PingDirectory

DNS caching

You can use two global configuration properties to control the caching of host name-to-numeric IP address or DNS lookup results returned from the name resolution services of the underlying operating system.

About this task

Steps

  1. To configure these properties, use the dsconfig tool.

    Global configuration properties and their descriptions
    Global configuration property Description

    network-address-cache-ttl

    Sets the Java system property networkaddress.cache.ttl, and controls the length of time in seconds that a host name-to-IP address mapping can be cached. By default, it keeps resolution results for one hour (3600 seconds). This setting applies to the server and all extensions loaded by the server.

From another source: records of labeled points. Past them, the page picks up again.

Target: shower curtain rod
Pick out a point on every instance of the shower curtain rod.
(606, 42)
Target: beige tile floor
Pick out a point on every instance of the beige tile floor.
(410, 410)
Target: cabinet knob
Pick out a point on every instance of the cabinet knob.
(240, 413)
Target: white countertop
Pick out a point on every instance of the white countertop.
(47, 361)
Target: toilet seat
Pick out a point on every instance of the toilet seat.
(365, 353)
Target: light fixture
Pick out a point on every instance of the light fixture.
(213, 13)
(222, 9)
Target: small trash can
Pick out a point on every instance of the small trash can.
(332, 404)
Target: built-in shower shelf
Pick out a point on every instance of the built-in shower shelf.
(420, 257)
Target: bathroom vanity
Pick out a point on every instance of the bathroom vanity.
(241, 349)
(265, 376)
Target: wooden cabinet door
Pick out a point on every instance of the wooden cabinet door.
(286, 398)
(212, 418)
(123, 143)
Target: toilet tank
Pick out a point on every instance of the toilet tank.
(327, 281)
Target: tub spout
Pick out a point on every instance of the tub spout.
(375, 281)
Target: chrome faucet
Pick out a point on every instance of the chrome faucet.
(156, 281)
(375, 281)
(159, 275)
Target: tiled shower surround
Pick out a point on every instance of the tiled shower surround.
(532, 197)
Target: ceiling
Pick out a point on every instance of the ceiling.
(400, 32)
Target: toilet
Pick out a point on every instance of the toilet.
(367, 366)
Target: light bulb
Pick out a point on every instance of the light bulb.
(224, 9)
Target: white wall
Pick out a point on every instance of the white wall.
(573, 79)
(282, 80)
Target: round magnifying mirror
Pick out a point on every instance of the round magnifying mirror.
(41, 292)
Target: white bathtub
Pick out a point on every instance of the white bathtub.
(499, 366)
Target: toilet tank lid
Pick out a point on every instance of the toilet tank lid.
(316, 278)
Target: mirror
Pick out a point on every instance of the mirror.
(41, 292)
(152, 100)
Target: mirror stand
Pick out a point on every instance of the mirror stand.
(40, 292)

    network-address-outage-cache-enabled

    Caches host name-to-IP address results in the event of a DNS outage. By default, this is set to true, meaning name resolution results are cached. Unexpected service interruptions might occur during planned or unplanned maintenance, network outages, or an infrastructure attack. This cache can allow the server to function during a DNS outage with minimal impact. This cache is not available to server extensions.

  2. To reduce delays caused by unnecessary DNS lookups, follow these recommendations:

    1. Maintain a connection pool in the client app rather than opening new connections for each bind.

    2. Add appropriate records to DNS, including PTR records.

    3. Add options timeout:1 or options single-request in the /etc/resolv.conf file.

    4. If IPv6 requests are causing issues, add -Djava.net.preferIPv4Stack=true to the start-server.java-args line in server’s config/java.properties file, so that running bin/dsjavaproperties and restarting the server no longer issues IPv6 PTR requests.